Austin V. Shapard. Mr. Shapard has been President & Chief Executive Officer of Fiduciary Trust Company since 2014. Prior to joining Fiduciary, he held several senior leadership positions at Rockefeller & Co., the global wealth management firm, including President & COO and Vice Chairman & Managing Director. Before Rockefeller & Co., Mr. Shapard was an Associate Principal at McKinsey & Co. within its financial institutions group. Mr. Shapard holds a BA in history from Yale College and a MBA in Finance and Entrepreneurial Management from the Wharton School at the University of Pennsylvania. He serves on the boards of the Peabody Essex Museum, the Anthony Trust Association, and the Provident Loan Society.

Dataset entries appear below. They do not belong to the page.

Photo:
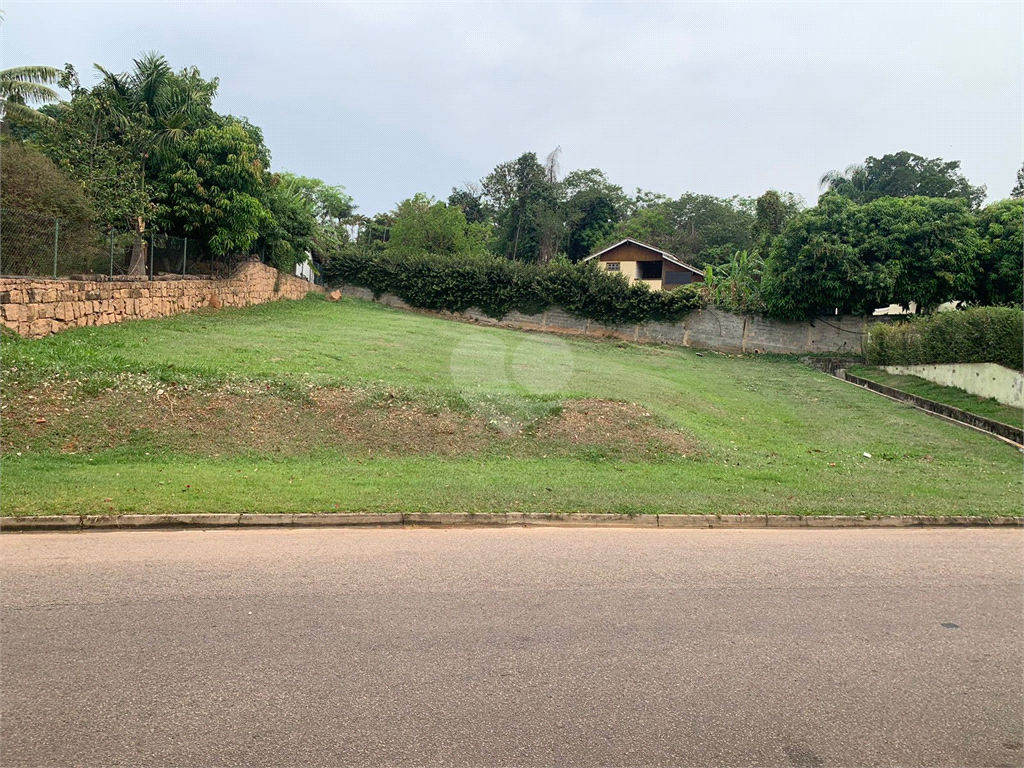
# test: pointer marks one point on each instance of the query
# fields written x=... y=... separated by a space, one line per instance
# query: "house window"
x=678 y=278
x=649 y=269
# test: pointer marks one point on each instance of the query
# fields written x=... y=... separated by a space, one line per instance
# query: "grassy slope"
x=986 y=407
x=773 y=435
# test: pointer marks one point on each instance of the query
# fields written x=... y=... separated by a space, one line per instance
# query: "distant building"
x=639 y=261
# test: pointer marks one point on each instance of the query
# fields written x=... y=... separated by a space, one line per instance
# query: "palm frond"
x=16 y=113
x=27 y=92
x=31 y=74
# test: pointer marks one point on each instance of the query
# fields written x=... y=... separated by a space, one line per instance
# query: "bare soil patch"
x=59 y=416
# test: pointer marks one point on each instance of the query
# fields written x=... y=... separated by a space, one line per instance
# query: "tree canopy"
x=902 y=175
x=855 y=258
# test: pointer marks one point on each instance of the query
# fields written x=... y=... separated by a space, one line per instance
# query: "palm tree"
x=163 y=108
x=852 y=182
x=23 y=86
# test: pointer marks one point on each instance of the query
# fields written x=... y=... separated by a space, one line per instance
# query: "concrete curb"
x=491 y=519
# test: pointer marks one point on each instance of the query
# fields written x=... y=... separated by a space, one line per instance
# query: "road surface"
x=521 y=646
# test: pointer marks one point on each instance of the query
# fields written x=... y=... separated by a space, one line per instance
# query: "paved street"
x=521 y=646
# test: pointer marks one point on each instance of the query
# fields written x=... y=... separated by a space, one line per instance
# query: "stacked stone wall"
x=38 y=306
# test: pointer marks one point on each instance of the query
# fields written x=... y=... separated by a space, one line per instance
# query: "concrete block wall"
x=704 y=329
x=38 y=306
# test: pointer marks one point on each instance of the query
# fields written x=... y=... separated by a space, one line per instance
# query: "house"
x=652 y=265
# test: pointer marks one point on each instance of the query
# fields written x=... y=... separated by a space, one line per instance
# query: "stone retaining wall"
x=704 y=329
x=39 y=306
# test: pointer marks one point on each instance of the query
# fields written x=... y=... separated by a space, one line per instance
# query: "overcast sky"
x=391 y=98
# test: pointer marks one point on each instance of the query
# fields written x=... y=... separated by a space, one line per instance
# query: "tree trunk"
x=138 y=251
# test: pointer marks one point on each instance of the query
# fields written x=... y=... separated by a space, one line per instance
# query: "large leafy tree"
x=928 y=246
x=155 y=110
x=1018 y=192
x=95 y=150
x=1000 y=226
x=470 y=200
x=591 y=209
x=699 y=228
x=771 y=211
x=902 y=175
x=214 y=186
x=525 y=196
x=330 y=206
x=424 y=225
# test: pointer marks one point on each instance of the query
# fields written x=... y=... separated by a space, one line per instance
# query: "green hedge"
x=979 y=335
x=497 y=287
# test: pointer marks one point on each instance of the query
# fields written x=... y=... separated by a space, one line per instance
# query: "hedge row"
x=497 y=287
x=979 y=335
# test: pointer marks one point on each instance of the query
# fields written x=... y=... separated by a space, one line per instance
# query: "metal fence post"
x=56 y=239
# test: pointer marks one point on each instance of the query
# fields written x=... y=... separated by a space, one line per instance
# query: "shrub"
x=497 y=287
x=978 y=335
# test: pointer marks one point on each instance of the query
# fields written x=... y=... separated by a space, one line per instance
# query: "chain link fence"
x=35 y=245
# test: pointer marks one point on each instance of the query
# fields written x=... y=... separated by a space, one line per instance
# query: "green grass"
x=770 y=434
x=985 y=407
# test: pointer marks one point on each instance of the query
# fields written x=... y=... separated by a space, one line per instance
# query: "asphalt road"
x=522 y=646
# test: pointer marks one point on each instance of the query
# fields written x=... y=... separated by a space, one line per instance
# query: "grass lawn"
x=986 y=407
x=311 y=406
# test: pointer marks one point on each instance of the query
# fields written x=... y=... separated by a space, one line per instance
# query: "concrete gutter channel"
x=836 y=367
x=488 y=519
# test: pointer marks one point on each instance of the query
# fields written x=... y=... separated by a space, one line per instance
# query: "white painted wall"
x=982 y=379
x=304 y=269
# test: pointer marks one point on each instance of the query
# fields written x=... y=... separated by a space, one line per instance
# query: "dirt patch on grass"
x=628 y=428
x=65 y=416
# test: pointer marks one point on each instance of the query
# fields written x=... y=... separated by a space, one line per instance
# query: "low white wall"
x=982 y=379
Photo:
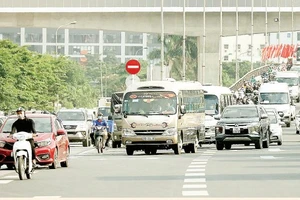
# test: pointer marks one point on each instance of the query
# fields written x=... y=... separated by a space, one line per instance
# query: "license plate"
x=148 y=138
x=236 y=130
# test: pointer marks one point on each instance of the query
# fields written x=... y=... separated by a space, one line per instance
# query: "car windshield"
x=71 y=116
x=240 y=112
x=42 y=124
x=272 y=117
x=211 y=103
x=147 y=103
x=291 y=81
x=274 y=98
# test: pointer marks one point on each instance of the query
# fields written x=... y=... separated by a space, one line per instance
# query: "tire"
x=129 y=151
x=55 y=162
x=66 y=163
x=114 y=144
x=258 y=144
x=193 y=148
x=153 y=151
x=177 y=149
x=21 y=167
x=219 y=146
x=228 y=146
x=147 y=151
x=267 y=142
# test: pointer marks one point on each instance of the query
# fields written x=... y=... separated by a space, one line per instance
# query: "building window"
x=33 y=35
x=112 y=37
x=134 y=38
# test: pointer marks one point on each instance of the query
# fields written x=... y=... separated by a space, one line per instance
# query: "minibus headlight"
x=170 y=131
x=128 y=132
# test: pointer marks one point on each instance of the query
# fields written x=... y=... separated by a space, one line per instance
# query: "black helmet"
x=20 y=109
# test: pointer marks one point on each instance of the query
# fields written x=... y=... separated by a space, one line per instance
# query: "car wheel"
x=66 y=163
x=267 y=142
x=129 y=151
x=228 y=146
x=219 y=145
x=55 y=162
x=258 y=144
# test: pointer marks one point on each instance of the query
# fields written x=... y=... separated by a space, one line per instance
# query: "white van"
x=292 y=79
x=276 y=95
x=216 y=98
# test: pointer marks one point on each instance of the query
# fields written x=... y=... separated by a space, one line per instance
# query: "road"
x=236 y=173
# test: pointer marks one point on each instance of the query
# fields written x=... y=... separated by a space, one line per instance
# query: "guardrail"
x=256 y=72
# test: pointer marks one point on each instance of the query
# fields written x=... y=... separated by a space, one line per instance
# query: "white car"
x=297 y=123
x=275 y=127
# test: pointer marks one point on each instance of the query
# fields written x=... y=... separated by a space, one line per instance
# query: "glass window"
x=134 y=38
x=112 y=37
x=83 y=36
x=33 y=35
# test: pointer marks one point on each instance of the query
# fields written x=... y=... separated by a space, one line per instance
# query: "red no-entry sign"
x=133 y=66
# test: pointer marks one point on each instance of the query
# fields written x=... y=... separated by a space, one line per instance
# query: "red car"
x=51 y=141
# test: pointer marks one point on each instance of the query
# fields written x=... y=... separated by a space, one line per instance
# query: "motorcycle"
x=100 y=132
x=22 y=154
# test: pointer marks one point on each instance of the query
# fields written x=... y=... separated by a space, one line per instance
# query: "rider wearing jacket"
x=27 y=125
x=99 y=122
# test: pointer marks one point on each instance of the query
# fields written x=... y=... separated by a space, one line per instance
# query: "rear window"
x=42 y=124
x=71 y=116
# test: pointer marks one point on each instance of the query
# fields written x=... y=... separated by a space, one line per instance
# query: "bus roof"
x=274 y=87
x=165 y=86
x=217 y=90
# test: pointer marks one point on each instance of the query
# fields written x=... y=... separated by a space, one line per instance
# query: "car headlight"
x=2 y=144
x=170 y=131
x=128 y=132
x=44 y=143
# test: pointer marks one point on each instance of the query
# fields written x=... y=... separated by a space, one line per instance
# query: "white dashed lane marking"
x=195 y=181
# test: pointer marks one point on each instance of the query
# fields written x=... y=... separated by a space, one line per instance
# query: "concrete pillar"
x=44 y=34
x=208 y=72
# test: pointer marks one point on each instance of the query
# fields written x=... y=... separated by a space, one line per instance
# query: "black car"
x=243 y=124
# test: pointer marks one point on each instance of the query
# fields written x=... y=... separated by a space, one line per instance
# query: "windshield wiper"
x=137 y=113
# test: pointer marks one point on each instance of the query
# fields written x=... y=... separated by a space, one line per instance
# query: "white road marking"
x=195 y=174
x=195 y=180
x=199 y=163
x=275 y=149
x=267 y=157
x=194 y=193
x=196 y=166
x=195 y=186
x=5 y=181
x=195 y=170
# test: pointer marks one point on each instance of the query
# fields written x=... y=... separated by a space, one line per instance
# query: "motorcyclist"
x=25 y=124
x=99 y=122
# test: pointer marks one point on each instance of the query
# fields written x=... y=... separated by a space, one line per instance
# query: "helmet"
x=20 y=109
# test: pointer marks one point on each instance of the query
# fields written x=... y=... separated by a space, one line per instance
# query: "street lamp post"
x=74 y=22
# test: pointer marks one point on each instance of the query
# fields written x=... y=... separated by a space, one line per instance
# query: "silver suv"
x=77 y=125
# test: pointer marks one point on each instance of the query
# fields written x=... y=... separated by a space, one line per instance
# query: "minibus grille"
x=149 y=132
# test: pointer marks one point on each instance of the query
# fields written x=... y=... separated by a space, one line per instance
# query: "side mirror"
x=118 y=108
x=264 y=116
x=280 y=114
x=217 y=117
x=61 y=132
x=182 y=109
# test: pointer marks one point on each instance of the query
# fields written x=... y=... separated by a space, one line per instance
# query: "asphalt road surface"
x=240 y=172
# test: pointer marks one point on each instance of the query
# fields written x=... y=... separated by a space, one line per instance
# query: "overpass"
x=144 y=16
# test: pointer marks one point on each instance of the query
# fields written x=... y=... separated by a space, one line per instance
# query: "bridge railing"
x=247 y=77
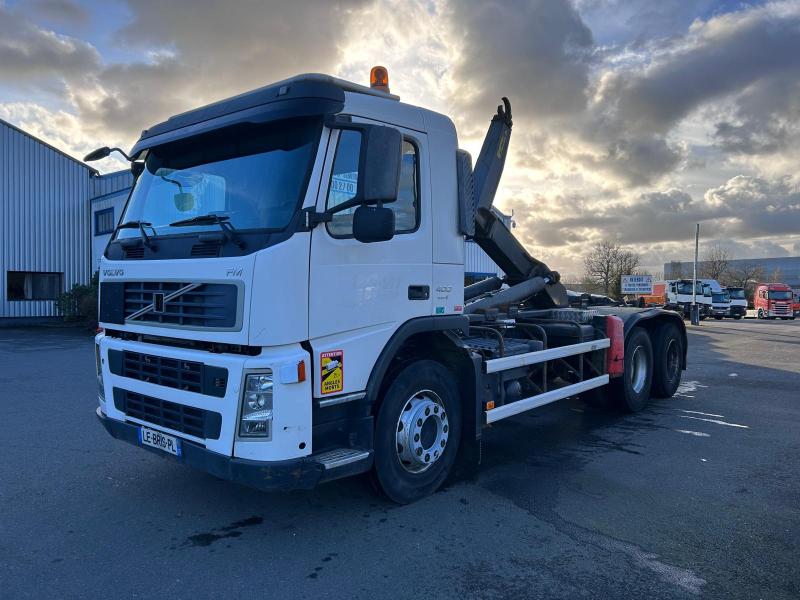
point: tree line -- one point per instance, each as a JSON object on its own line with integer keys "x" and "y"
{"x": 607, "y": 261}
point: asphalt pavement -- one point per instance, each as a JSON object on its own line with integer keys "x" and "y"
{"x": 696, "y": 497}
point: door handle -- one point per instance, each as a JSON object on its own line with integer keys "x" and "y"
{"x": 419, "y": 292}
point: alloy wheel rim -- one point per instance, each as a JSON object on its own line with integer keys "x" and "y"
{"x": 422, "y": 432}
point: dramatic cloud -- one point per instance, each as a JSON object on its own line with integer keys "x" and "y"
{"x": 28, "y": 52}
{"x": 633, "y": 120}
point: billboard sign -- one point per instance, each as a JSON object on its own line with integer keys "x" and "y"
{"x": 637, "y": 284}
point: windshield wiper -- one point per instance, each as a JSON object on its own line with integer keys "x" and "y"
{"x": 228, "y": 230}
{"x": 140, "y": 225}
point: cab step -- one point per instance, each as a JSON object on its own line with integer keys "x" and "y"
{"x": 340, "y": 457}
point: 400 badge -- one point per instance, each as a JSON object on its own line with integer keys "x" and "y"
{"x": 332, "y": 370}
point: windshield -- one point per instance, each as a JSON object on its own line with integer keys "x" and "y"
{"x": 685, "y": 287}
{"x": 254, "y": 176}
{"x": 736, "y": 294}
{"x": 775, "y": 295}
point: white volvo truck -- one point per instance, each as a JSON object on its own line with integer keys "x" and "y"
{"x": 283, "y": 304}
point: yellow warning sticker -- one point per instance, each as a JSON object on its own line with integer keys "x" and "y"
{"x": 332, "y": 368}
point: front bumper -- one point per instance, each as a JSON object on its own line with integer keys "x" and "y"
{"x": 298, "y": 473}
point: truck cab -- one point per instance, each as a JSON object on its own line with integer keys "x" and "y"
{"x": 283, "y": 301}
{"x": 720, "y": 304}
{"x": 679, "y": 297}
{"x": 738, "y": 301}
{"x": 773, "y": 301}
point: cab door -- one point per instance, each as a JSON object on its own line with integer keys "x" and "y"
{"x": 360, "y": 293}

Susan B. Weatherbie. Susan Bonneville Weatherbie, a native of South Hadley, Massachusetts, graduated magna cum laude from Mount Holyoke College in 1972 with a major in Sociology. She has worked for 23 years in the legal profession, first as an Estate and Trust Administrator for the Boston law firm of Herrick and Smith (1972-1977), and then as Manager of Estate and Trust Administration for the firm of Choate, Hall, and Stewart from 1978 to 1995. Since her retirement in 1995, Ms. Weatherbie has held a variety of volunteer positions. At Mount Holyoke College, she has served on the Alumnae Development Committee and on the Campaign Steering Committees for the Campaigns for 2003 and 2011. She also served for 10 years on the Mount Holyoke College Board of Trustees and was a member of the Mount Holyoke College Art Museum’s Art Advisory Board for 17 years, serving as Chair from 1997 to 2005. At the Museum of Fine Arts, Boston, Mrs. Weatherbie served on the Patron Committee for eight years, serving as Chairman during the last two years. She currently serves on the Visiting Committees for the Art of Europe and Conservation and Collections Management, and is Chair of the Planned Giving Committee. Mrs. Weatherbie is also a member of the American Friends of the Mauritshuis and an Overseer of the Handel and Haydn Society. She also served for eight years as a director of the New Hampshire Music Festival. Mrs. Weatherbie is married to Matt Weatherbie, who founded the firm Weatherbie Capital, LLC in 1995; the firm manages money for high-net-worth individuals and for institutions. The Weatherbies split their time between Boston (their primary residence), New Hampshire, and Florida; they share interests in art, travel, classical music, reading, and walking.